Since the parameter benefit from early layers are not so big because # channels are relatively small, an appropriate mix of regular MBConv blocks and Fused-MBConv blocks could be optimal(Table 3).

Equally scaling up every stage is sub-optimal: Naively scaling all stages of the network via the compound scaling rule is not the best idea. Intuitively, each stage will not equally contribute to training speed and parameter efficiency.

Improved NAS and Scaling

As a solution to the previously discussed issues of EfficientNetV1, the paper proposes an improved NAS algorithm and scaling strategy.

NAS

The newly defined search space is a simplified version defined of:

convolutional operation types: {MBConv, Fused-MBConv}
number of layer
kernel size: {3×3, 5×5}
expansion ratio(inside MBConv): {1, 4, 6}

As we can see, the search space is quite narrow because most unnecessary search options of EfficientNetV1 are removed. Also, the optimal channel sizes are adopted from the parameters already searched in EfficientNetV1.

The new search reward combines the model accuracy A, # training step S, and # parameters P, using a simple weighted product A×(S^w)×(P^v ). For detail, w=-0.07 and v=-0.05 are found empirically.

Result

The table above describes the baseline architecture of EffNetV2-S searched using the modified NAS algorithm. We observe that

Early layers find Fused-MBConv more efficient while the latter prefer the original MBConv block.
Early layers prefer smaller expansion ration for MBConv.
Every layer prefers 3×3 kernels with more layers over 5×5 kernels, which are slightly utilized in EfficientNetV1.
The final stage(stage 7) is completely removed perhaps due to its large parameter size.

Scaling strategy

We make two direct modifications to the scaling strategy of EfficientNetV1.

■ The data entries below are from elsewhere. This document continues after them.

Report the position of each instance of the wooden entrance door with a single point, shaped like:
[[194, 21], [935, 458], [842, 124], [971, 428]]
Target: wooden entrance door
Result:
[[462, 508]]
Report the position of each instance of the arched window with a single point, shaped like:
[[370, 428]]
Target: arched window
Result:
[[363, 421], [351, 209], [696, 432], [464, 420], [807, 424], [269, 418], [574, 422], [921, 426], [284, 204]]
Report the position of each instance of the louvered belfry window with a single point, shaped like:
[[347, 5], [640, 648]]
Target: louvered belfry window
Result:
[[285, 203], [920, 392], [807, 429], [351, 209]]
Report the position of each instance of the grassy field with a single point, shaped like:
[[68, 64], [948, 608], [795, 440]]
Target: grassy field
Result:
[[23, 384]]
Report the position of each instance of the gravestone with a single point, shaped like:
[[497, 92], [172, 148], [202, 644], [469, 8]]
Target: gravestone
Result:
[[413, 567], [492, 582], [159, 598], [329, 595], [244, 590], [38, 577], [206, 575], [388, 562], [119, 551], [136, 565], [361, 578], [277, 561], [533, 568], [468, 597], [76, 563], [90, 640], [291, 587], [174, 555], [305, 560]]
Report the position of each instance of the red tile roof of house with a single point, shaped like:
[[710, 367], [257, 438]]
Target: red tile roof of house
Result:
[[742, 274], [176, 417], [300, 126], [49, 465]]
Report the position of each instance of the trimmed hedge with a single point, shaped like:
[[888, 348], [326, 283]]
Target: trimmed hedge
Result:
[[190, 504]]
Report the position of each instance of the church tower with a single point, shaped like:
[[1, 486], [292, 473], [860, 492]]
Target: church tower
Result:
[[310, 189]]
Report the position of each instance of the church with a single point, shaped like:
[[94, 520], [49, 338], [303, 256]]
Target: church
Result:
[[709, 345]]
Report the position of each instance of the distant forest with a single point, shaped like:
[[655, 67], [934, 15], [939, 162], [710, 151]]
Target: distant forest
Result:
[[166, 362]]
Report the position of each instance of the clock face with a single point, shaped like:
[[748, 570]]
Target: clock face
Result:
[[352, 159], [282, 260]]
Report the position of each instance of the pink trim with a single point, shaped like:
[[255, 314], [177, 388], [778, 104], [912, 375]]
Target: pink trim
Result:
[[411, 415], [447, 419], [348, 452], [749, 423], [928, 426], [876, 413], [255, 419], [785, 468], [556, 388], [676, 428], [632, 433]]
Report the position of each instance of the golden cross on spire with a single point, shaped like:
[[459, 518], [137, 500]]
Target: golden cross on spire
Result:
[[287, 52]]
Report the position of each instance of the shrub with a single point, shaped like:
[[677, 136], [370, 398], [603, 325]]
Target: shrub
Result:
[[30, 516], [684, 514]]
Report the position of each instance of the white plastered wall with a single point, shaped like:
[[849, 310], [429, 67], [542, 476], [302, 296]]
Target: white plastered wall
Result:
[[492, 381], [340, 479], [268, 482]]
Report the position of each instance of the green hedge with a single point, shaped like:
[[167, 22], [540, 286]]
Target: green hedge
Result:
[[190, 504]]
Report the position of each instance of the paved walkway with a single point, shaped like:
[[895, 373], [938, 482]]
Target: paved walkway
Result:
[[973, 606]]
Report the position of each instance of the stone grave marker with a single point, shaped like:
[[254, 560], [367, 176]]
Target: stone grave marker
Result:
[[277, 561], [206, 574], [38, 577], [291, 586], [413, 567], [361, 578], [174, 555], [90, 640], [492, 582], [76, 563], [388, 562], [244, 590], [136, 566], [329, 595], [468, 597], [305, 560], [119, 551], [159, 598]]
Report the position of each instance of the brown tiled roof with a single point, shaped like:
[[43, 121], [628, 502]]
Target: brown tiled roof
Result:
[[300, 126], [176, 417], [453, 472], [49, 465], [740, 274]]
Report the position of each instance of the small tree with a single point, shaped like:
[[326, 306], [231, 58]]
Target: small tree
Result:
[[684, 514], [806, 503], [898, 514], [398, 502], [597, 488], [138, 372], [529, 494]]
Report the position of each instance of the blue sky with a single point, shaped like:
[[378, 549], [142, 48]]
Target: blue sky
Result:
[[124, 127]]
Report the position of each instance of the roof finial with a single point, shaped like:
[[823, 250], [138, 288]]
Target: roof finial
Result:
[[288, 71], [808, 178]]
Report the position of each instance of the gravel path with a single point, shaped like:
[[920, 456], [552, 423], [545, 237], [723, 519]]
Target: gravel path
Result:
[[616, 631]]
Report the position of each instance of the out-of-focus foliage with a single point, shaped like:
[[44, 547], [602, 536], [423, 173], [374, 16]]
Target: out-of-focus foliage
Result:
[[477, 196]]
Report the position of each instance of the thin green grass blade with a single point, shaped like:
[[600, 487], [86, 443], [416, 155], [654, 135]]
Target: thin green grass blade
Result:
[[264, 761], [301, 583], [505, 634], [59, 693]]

Restrict the maximum inference image size to 480.
Add more layers to later stages to increase the network capacity without adding much runtime overhead.

These two slight modification brings a significant change even to the performance trade-off of EfficientNetV1. The black Pareto curve is improved to the grey curve, just by modifying the scaling strategies. Larger counterparts EffNetV2-M and EffNetV2-L are defined using this modified scaling strategy.

Progressive Learning

Progressive learning is a strategy to boost training by progressively increasing the model capacity a.k.a image size. Precisely, the image size is progressively increased during training. However, they often cause a drop in final accuracy.

EfficientNetV2 improves progressive learning by increasing the magnitude of regularization together with the image size. Intuitively, training with small image size=small network capacity thus needs weak regularization, and training with large image size needs stronger regularization to combat overfitting due to increased network capacity.

According to the algorithm, we increment the image size S_i and regularization magnitude φ_i simultaneously according to the value of i. The regularization magnitude φ_i controls dropout rate, RandAugment magnitude, and Mixup rate.

Summary

The paper identifies inefficiencies in the architecture and scaling strategies of the original EfficientNet. The modified NAS algorithm utilizes the prior knowledge of EfficientNetV1 and enables the adaptive search of efficient blocks and important hyperparameters. The searched architecture conveyed consistent and significant patterns that provide insights about efficient CNN architectures, which should be utilized when designing network architectures.

The compound scaling strategy is slightly modified for parameter and memory efficiency.

The modified progressive learning algorithm coupled with improved network architecture boosts the training speed of EfficientNetV2 by 11x compared to the baseline V1 network when achieving similar accuracies with the same computing power.